Green function of the Sturm Liouville problem I am working on the following Sturm-Liouville problem
$Ly=-y^{''}$ with boundary conditions $y^{'}(0)=y(1)=0$
I have calculated the eigenvalues $(\frac{\pi}{2}+k\pi)^2$ but I don't know how to calculate the eigenfunctions and the green function.
Can someone help me? Thank you very much.
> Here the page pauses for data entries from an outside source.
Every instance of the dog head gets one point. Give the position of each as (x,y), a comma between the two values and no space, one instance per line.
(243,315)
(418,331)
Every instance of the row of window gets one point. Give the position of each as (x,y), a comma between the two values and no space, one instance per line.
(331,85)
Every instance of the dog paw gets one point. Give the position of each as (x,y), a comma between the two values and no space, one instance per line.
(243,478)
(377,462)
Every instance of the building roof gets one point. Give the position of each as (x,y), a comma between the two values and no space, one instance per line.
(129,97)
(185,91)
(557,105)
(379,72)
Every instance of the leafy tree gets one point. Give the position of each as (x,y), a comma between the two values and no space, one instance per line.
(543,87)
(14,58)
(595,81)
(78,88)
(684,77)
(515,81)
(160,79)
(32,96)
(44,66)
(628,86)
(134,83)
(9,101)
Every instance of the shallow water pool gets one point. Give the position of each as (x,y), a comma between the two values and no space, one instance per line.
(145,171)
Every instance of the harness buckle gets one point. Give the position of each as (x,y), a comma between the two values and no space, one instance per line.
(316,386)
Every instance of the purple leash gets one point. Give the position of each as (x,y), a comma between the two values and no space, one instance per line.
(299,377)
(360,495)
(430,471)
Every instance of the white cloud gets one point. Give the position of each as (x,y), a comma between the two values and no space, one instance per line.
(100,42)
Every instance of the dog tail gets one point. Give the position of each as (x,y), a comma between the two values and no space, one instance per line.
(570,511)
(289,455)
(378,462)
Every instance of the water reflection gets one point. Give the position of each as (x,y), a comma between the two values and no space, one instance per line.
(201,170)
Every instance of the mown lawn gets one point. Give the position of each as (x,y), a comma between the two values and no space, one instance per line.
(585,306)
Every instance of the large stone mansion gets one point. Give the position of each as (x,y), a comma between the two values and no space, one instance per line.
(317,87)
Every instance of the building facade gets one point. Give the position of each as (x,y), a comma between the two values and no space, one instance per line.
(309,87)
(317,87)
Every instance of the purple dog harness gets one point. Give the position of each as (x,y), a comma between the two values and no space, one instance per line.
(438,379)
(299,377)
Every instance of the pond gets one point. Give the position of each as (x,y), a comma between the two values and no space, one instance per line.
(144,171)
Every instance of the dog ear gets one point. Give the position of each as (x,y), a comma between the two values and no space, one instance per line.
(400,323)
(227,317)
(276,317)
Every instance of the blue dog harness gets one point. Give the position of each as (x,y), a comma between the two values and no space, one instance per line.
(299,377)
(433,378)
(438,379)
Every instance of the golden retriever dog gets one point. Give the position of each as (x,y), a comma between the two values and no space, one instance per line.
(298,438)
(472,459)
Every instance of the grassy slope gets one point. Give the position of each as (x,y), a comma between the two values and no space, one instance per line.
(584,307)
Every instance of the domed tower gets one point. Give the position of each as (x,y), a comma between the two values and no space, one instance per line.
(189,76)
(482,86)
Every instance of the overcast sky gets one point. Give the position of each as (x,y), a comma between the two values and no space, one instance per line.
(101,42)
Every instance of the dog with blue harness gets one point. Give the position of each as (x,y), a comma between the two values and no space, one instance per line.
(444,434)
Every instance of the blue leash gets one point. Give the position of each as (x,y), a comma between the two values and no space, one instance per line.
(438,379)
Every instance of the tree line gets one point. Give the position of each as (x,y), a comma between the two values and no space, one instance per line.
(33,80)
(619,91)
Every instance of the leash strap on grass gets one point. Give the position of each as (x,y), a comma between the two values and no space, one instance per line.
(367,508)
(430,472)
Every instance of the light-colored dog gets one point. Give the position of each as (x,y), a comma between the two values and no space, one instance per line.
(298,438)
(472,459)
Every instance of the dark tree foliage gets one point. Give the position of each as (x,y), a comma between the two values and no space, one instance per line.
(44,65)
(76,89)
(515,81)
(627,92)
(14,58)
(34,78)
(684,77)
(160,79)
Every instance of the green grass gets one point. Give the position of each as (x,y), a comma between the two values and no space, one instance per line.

 A: Let $\varphi_{\lambda}(x)=\cos(\sqrt{\lambda}x)$ and $\psi_{\lambda}(x)=\sin(\sqrt{\lambda}(x-1))/\sqrt{\lambda}$. Then
$$
      \varphi_{\lambda}''=\lambda\varphi_{\lambda},\; \varphi_{\lambda}(0)=1,\; \varphi_{\lambda}'(0)=0 \\
      \psi_{\lambda}''=\lambda\psi_{\lambda},\;\psi_{\lambda}(1)=0,\;\psi_{\lambda}'(1)=1.
$$
The Green function solution of $(L-\lambda I)g=f$ subject to $g'(0)=0$, $g(1)=0$ is given by
$$
       g= \frac{\psi_{\lambda}(x)}{w(\lambda)}\int_0^x f(y)\varphi_{\lambda}(y)dy+\frac{\varphi_{\lambda}(x)}{w(\lambda)}\int_x^1f(y)\psi_{\lambda}(y)dy,
$$
where $\omega(\lambda)$ is the Wronskian of the solutions $\varphi_{\lambda}$ and $\psi_{\lambda}$ given by
$$
             \psi_{\lambda}'\varphi_{\lambda}-\varphi_{\lambda}'\varphi_{\lambda} \\=\cos(\sqrt{\lambda}(x-1))\cos(\sqrt{\lambda}x)+\sin(\sqrt{\lambda}x)\sin(\sqrt{\lambda}(x-1)) \\
 =\cos(\sqrt{\lambda}(x-1)-\sqrt{\lambda}x)=\cos(\sqrt{\lambda}).
$$
There are poles of order $1$ in the resolvent expression at $\sqrt{\lambda_n}=(n+1/2)\pi$ or $\lambda_n=(n+1/2)^2\pi^2$. These are the eigenvalues, and the eigenfunctions are $\psi_{\lambda_n}$.